Les deux histoires avaient commencé au même endroit, entre le Tigre et l’Euphrate, dans l’Irak antique, et étaient arrivées au même point, cette lutte mondiale dont l’Occident et le monde musulman semblaient être deux acteurs majeurs. Entre les deux, cependant, elles avaient traversé des paysages différents – et pourtant étrangement parallèles !
Oui, étrangement parallèles : ainsi, si l’on regarde en arrière du point de vue de l’histoire occidentale du monde, on voit qu’un grand empire a dominé tous les autres dans l’Antiquité. Cet empire, c’est Rome, où est né le rêve d’un État politique universel.
Mais si l’on regarde en arrière du point de vue de l’histoire musulmane du monde, on voit qu’un grand empire domine aussi tous les autres, incarnant lui aussi un État universel. À la différence près qu’il ne s’agit pas de Rome mais du califat de l’islam naissant.
Dans les deux histoires, le grand empire se fragmente parce qu’il devient tout simplement trop grand. L’empire décadent subit ensuite les assauts de barbares nomades venus du nord ; mais dans le monde musulman, le « nord » désigne les steppes de l’Asie centrale, et les barbares nomades ne sont pas les Germains mais les Turcs. Et dans les deux cas, les envahisseurs démembrent le grand empire et en font une mosaïque de petits royaumes, pénétrée d’une orthodoxie religieuse unique et unificatrice : le catholicisme en Occident, l’islam sunnite en Orient.

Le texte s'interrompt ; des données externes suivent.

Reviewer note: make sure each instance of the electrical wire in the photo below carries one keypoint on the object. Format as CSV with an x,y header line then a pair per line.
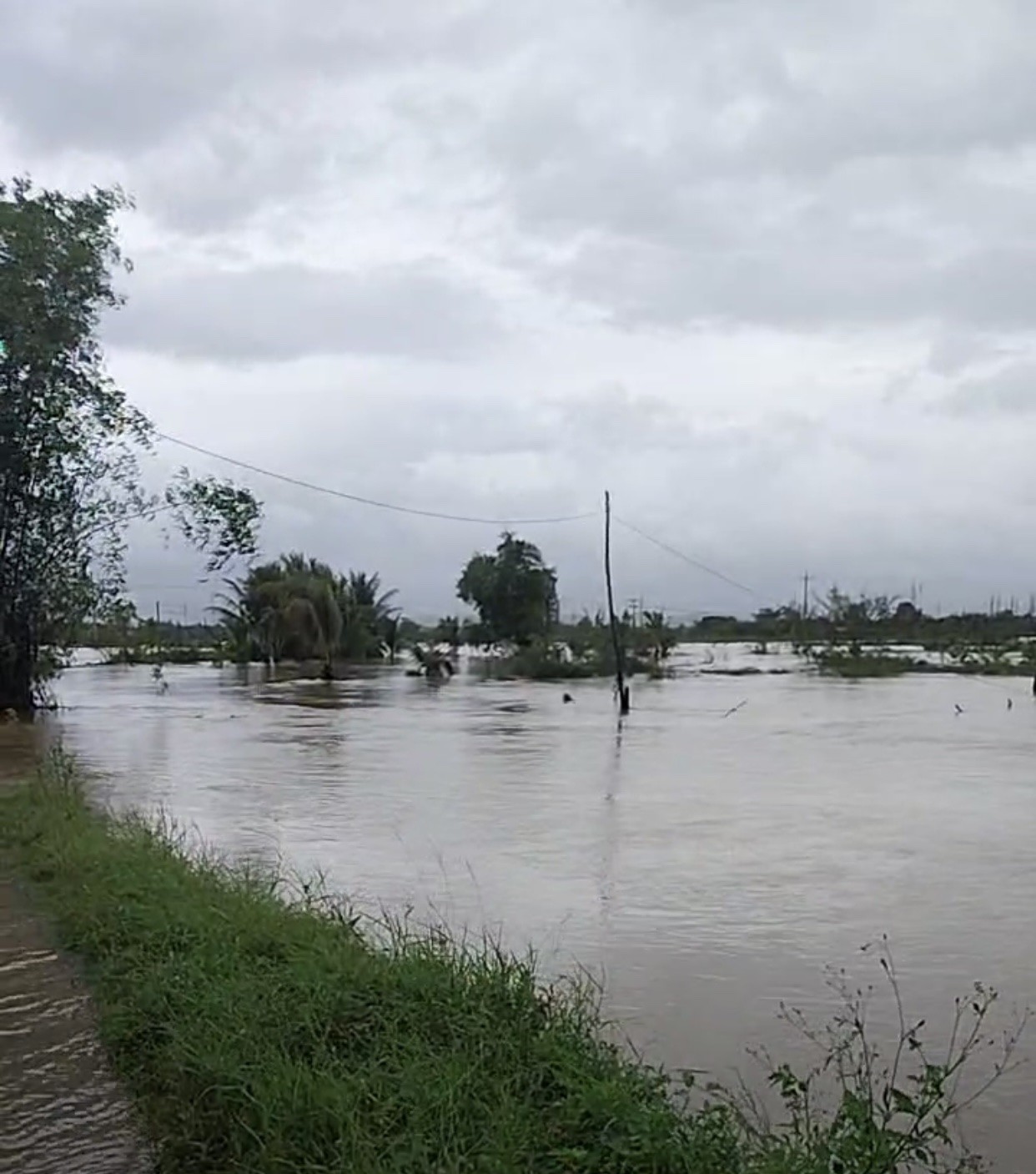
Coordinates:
x,y
372,501
686,558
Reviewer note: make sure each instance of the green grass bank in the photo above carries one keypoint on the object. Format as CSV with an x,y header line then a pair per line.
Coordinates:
x,y
262,1033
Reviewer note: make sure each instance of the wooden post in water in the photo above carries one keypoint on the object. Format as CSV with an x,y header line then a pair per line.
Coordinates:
x,y
616,643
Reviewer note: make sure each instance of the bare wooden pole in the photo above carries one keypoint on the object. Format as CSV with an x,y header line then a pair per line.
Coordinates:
x,y
616,643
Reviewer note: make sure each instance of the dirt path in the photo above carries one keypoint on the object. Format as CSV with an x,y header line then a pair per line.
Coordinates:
x,y
60,1110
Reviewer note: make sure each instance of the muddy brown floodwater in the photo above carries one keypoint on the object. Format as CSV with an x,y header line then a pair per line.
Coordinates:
x,y
707,863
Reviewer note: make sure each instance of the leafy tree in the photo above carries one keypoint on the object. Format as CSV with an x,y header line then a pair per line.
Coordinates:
x,y
69,439
660,634
299,608
447,631
513,591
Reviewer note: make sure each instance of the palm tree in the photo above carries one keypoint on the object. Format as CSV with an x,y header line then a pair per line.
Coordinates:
x,y
311,613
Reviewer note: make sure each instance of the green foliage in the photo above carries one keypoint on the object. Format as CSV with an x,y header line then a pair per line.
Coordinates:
x,y
69,441
863,1107
264,1026
216,516
513,591
298,608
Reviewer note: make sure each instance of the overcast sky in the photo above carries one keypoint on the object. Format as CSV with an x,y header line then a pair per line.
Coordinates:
x,y
767,270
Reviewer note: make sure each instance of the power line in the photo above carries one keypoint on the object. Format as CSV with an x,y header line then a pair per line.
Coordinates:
x,y
372,501
686,558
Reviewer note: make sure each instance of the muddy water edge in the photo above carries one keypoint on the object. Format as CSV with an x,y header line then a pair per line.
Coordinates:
x,y
60,1110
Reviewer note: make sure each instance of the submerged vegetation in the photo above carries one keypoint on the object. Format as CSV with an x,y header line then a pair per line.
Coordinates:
x,y
264,1026
299,609
71,441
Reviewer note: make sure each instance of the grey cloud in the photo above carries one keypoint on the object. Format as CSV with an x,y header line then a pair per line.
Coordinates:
x,y
796,287
1009,392
121,75
280,312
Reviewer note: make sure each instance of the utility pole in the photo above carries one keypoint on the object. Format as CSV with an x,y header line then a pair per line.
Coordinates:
x,y
616,643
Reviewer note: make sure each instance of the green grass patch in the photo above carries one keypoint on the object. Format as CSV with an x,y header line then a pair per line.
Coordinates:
x,y
264,1027
264,1035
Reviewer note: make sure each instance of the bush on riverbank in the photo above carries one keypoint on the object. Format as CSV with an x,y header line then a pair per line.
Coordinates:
x,y
265,1035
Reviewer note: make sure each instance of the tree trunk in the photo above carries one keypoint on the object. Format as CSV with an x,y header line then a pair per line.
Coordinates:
x,y
17,665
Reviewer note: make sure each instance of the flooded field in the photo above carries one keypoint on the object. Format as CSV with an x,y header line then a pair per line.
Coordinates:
x,y
738,835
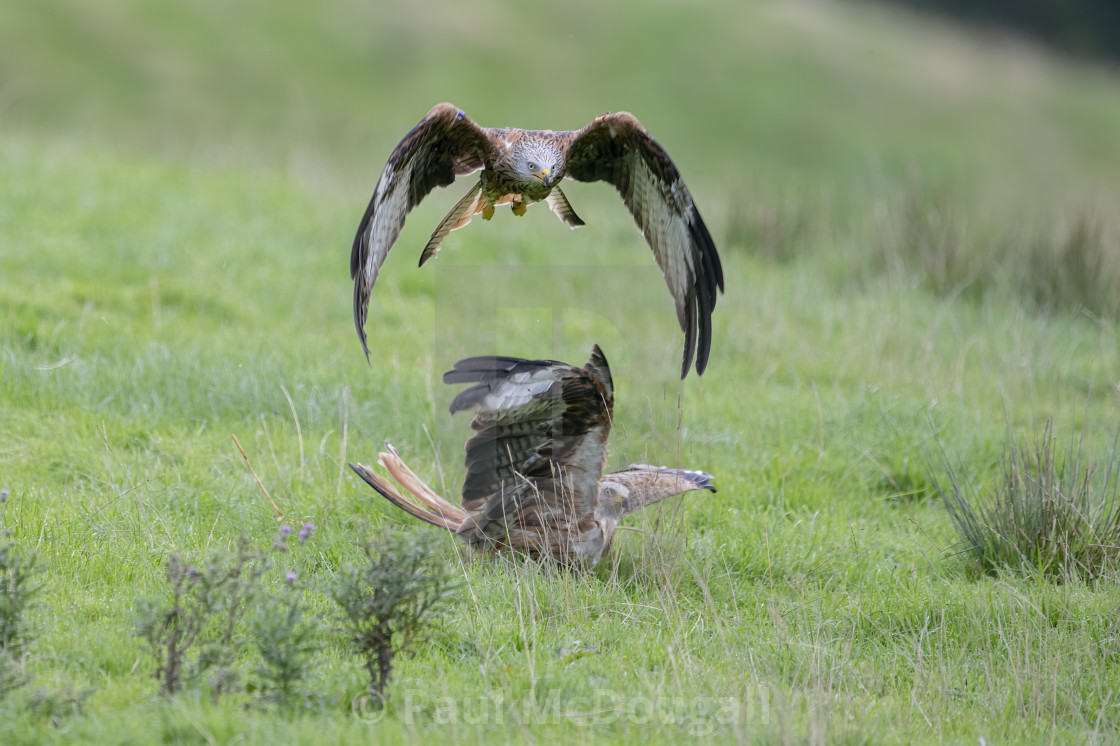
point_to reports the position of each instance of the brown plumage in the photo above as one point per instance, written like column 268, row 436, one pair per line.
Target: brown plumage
column 534, row 465
column 520, row 167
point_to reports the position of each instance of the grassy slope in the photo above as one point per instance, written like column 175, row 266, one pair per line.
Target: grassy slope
column 182, row 183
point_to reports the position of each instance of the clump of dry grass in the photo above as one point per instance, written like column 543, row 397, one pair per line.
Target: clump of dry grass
column 1055, row 516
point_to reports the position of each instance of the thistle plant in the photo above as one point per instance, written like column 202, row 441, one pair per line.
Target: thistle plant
column 390, row 602
column 196, row 632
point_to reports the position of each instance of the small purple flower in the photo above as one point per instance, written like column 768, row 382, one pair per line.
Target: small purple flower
column 305, row 533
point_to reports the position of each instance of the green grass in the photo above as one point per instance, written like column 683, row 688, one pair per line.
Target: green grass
column 180, row 187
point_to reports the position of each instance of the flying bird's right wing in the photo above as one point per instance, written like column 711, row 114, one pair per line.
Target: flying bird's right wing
column 442, row 145
column 541, row 432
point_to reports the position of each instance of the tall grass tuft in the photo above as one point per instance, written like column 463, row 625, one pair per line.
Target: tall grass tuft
column 17, row 587
column 1055, row 516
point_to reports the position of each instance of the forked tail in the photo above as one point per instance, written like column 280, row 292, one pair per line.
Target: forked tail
column 425, row 504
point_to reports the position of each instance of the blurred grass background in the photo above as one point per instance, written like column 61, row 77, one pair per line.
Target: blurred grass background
column 918, row 231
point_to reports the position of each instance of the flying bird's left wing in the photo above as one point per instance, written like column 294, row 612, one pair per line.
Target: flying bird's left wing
column 442, row 145
column 617, row 149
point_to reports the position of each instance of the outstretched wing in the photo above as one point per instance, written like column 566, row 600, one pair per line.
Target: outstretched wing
column 646, row 484
column 616, row 148
column 444, row 145
column 541, row 437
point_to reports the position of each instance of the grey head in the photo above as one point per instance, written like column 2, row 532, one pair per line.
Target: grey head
column 538, row 161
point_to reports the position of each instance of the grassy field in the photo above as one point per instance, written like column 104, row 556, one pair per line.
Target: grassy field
column 921, row 253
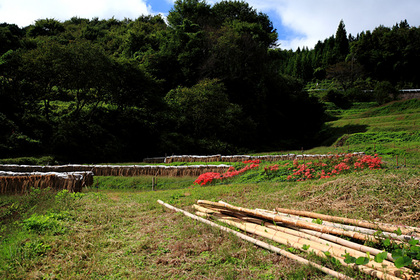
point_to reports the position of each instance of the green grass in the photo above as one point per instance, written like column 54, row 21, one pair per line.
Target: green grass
column 124, row 233
column 391, row 130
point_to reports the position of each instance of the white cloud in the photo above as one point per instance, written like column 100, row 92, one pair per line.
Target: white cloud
column 299, row 22
column 318, row 20
column 26, row 12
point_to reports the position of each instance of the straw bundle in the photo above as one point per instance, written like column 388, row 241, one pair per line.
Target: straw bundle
column 19, row 183
column 122, row 170
column 296, row 234
column 241, row 158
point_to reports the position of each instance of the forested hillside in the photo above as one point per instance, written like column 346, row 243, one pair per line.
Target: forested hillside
column 209, row 79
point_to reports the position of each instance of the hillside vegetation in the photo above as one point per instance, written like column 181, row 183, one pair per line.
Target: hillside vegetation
column 211, row 79
column 117, row 229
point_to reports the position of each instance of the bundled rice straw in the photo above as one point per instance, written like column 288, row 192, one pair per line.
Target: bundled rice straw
column 122, row 170
column 240, row 158
column 19, row 183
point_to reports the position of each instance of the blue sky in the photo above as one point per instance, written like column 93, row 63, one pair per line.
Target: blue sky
column 298, row 22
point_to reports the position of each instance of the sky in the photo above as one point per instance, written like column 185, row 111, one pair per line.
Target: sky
column 299, row 23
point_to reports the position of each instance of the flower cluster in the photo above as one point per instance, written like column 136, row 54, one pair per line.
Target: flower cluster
column 208, row 177
column 335, row 165
column 331, row 166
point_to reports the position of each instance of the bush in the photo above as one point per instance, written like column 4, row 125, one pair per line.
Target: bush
column 357, row 95
column 383, row 92
column 338, row 99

L’histoire du monde est toujours l’histoire de la manière dont « nous » sommes arrivés ici et maintenant, et sa forme dépend donc intrinsèquement de ce que l’on entend par ce « nous » et par cet « ici et maintenant ». L’histoire occidentale du monde présume traditionnellement que cet ici et maintenant est la civilisation démocratique industrielle (et postindustrielle). Aux États-unis s’y ajoute le présupposé que l’histoire du monde aboutit nécessairement à la naissance des idéaux fondateurs de liberté et d’égalité, et à l’émergence d’une superpuissance destinée à guider la planète vers ce futur idéal. Cette prémisse donne une direction à l’histoire et place le point d’arrivée quelque part sur la route que nous avons empruntée. Il nous rend sensibles à l’idée que tous les peuples vont dans la même direction, mais que certains sont plus éloignés du but, soit parce qu’ils sont partis plus tard, soit parce qu’ils avancent plus lentement, raison pour laquelle nous appelons leurs nations des « pays en développement ».
Quand le futur idéal envisagé par la société démocratique occidentale et post-industrialisée est considéré comme le point final de l’histoire du monde, la forme du récit aboutissant à l’ici et maintenant passe généralement par les étapes suivantes :
La naissance de la civilisation (Égypte et Mésopotamie)
L’Antiquité (Grèce et Rome)
Le Moyen Âge (essor du christianisme)
La Renaissance (et la Réforme)
Les Lumières (exploration et science)
Les révolutions (démocratiques, industrielles, technologiques)
L’essor des États-nations : la lutte pour l’empire
Les deux guerres mondiales (1914-1918, 1939-1945)
La guerre froide
Le triomphe du capitalisme démocratique
Mais qu’en est-il si l’on regarde l’histoire du monde d’un point de vue musulman ? Allons-nous nous contenter de nous considérer comme une version attardée de l’Occident, en voie de développement vers un même point d’aboutissement, mais de façon moins efficace ? Je ne le crois pas. En premier lieu, nous ne situerions pas au même endroit le seuil séparant l’« avant » et l’« après » : pour nous, l’année zéro serait celle de l’émigration du prophète Mahomet de La Mecque à Médine, son hégire, qui donna naissance à la communauté musulmane. Pour nous, c’est cette communauté qui incarnerait le sens du mot « civilisation », et le perfectionnement de cet idéal serait considéré comme le ressort ayant donné à l’histoire du monde sa forme et sa direction.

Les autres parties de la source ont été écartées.